Rider pops up from behind a rose bush. “The back’s clear.”
“Nothing in the outbuildings?” I ask.
“Just tools and trash. Looks like this guy might be stealing shit from the building supply store he works at and reselling it. Grinning, he adds, “We all gotta have hobbies, I guess.” Looking down at Herman and the fact that he was bleeding through his jeans around the knee, he asks, “What the hell did you do to him?”
Never one to lie to a brother, I tell it to him straight. “I threw him down the fuckin’ steps because he was pissing me off.”
“Yeah, I’ve done that before myself. You gonna talk to him or do you want me to?”
“I’ll do it. You can chime in if you want. Rigs says we can’t leave bruises.”
Rider shrugs. “Easily enough done. I know a bunch of ways to inflict pain without leaving visible marks.”
I jerk him up and begin hammering him with questions.
“Clara Collins has been abducted. Do you know anything at all about who took her or why?”
“Who the fuck is Clara Collins?”
I hit him on the top of the head. “Y’all knew who I was talking about five minutes ago. Don’t play dumb with me, Herman. As you’ve probably noticed I have a short fuse tonight.”
“No. Seriously. Who is this Clara Collins you’re going on and on about?”

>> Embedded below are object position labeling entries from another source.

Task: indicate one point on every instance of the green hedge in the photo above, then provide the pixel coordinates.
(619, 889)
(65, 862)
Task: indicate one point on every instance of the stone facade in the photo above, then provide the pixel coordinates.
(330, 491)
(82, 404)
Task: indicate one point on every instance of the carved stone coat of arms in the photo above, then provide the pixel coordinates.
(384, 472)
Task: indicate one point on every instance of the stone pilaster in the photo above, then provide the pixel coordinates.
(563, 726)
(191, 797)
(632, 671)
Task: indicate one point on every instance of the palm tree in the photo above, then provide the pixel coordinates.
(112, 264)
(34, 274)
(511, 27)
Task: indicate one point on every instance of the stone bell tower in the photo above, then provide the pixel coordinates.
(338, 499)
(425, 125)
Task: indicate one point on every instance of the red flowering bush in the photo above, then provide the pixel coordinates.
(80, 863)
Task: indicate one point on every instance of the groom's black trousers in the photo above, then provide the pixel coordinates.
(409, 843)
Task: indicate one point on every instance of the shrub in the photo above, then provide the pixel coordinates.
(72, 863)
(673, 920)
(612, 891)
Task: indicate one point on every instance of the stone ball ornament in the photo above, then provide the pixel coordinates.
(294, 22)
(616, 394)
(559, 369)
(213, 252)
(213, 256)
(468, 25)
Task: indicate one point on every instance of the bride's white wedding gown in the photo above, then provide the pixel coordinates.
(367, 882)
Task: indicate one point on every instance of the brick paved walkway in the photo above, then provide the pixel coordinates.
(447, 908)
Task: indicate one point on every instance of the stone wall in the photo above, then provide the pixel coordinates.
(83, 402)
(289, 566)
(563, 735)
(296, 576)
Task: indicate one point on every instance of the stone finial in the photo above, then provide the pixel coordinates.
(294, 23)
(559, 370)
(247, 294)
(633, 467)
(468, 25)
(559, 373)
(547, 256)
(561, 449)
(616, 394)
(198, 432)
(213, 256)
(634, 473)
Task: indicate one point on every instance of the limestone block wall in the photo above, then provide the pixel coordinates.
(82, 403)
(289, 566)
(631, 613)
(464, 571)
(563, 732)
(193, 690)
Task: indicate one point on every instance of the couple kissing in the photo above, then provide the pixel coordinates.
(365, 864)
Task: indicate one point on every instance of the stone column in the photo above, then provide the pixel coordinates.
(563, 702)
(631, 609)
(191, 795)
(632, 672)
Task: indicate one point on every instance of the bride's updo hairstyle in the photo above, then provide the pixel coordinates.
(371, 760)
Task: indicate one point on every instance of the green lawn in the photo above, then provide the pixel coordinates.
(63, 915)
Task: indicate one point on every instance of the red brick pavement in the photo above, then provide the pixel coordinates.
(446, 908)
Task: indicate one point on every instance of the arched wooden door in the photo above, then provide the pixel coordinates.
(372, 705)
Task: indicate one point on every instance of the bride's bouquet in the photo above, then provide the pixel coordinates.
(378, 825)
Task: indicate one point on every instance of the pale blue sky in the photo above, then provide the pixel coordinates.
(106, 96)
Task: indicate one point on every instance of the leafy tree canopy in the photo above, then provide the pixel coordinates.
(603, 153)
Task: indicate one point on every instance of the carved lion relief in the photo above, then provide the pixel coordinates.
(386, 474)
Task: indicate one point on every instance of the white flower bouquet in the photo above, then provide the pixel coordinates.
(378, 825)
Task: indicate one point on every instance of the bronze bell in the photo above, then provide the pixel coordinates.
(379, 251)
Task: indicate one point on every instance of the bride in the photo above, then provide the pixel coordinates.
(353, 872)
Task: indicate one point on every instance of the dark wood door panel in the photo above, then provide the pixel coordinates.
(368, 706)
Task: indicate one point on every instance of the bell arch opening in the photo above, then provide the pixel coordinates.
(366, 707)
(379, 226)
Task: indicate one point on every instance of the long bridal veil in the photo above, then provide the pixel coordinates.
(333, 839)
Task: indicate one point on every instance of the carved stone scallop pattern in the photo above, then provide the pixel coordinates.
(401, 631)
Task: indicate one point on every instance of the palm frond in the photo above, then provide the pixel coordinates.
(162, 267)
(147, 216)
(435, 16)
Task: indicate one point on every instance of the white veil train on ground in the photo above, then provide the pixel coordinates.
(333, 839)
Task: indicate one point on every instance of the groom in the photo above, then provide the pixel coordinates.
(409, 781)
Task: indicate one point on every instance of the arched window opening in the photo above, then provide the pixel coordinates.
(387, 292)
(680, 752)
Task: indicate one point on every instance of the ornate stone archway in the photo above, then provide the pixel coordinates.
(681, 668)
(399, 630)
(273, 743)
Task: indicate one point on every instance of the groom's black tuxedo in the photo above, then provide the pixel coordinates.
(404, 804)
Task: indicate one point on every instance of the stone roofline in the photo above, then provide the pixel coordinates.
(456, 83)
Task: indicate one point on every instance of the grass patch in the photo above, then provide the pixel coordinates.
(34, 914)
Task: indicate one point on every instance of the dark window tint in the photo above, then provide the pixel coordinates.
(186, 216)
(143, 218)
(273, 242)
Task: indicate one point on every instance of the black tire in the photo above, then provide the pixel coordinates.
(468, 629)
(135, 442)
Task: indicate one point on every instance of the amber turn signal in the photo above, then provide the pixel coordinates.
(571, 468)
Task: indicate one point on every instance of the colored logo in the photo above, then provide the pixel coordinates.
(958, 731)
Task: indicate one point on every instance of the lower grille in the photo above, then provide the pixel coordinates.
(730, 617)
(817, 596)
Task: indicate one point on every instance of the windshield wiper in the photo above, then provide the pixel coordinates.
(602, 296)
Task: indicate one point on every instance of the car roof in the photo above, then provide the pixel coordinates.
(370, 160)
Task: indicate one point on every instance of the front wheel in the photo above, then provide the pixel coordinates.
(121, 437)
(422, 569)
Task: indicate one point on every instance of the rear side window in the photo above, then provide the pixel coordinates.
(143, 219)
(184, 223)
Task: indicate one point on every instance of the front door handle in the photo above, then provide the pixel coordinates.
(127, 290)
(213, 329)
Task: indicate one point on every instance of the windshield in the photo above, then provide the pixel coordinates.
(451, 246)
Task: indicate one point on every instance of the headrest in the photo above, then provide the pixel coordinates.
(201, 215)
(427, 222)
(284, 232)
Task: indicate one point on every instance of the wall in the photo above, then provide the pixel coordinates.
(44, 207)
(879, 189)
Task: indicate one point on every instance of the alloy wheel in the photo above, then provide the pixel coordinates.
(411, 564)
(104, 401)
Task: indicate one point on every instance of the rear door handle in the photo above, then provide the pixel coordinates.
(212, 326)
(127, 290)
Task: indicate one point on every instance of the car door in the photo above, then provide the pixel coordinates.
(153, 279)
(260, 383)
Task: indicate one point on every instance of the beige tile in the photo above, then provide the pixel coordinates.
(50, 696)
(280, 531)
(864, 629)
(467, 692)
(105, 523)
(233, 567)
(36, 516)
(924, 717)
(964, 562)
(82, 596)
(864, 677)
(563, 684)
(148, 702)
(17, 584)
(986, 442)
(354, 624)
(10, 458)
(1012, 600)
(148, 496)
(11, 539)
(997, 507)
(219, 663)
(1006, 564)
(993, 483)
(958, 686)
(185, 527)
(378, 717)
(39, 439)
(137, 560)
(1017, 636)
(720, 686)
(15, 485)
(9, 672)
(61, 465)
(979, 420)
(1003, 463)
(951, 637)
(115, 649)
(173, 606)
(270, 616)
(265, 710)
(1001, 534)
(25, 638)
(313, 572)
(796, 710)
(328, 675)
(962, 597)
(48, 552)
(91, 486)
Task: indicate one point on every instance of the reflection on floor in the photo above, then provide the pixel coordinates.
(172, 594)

“She’s the teacher who made the CPS report that resulted in your daughter being taken away?”
“Dude, Anabel wasn’t my daughter,” he says it with the kind of casual indifference that makes it seem almost believable, but I know better.
“That’s not what her birth certificate says.”
He adjusts his position, apparently to get more comfortable before explaining, “They put my name on the damn birth certificate because we were married by the time Andrea gave birth. She was already knocked up when I met her. I told her to get rid of it, but Andrea was convinced the baby would somehow make things better by giving us an instant family.”
I scratch my jaw, trying to understand how his wife thought asking him to raise another man’s baby would make their marriage better. “Let me guess, it didn’t make things better. It just caused a bunch of resentment instead.”
Herman adjusts his bleeding knee. “Yeah. I told her that I’d take the kid on if she looked after it.”
“When Anabel turned out to be handful why didn’t you try and get her treatment? Why abuse her?”
“Ain’t got time or money for head doctors. The kid was just spoiled. I tried to spank her onto the straight and narrow.”
“And you got carried away to the point that you crossed the line into abuse, right?”
“Anabel was anemic. That’s why she bruised easily.”
I reached down, stuffed two fingers in his nostrils and gave his nose a good jerk. “Bullshit.”
His hands fly to his nose, and he yells, “Ow, that fucking shit hurts.”
“Good. It’s just the beginning of the pain I’m gonna deal to you if y’all keep lying to me. I’ve read Anabel’s medical file. She’s not anemic. You told your wife y’all were in the military. That was a lie as well.”
Herman gazes up at me, still holding his nose. “How the hell do you know so much about me and Anabel?”
“I’m a fucking cop, or I was until very recently.” I tell him because it’s true and I don’t want to get into how we’re working with CPS. It’s too much for his drunk brain to comprehend at the moment.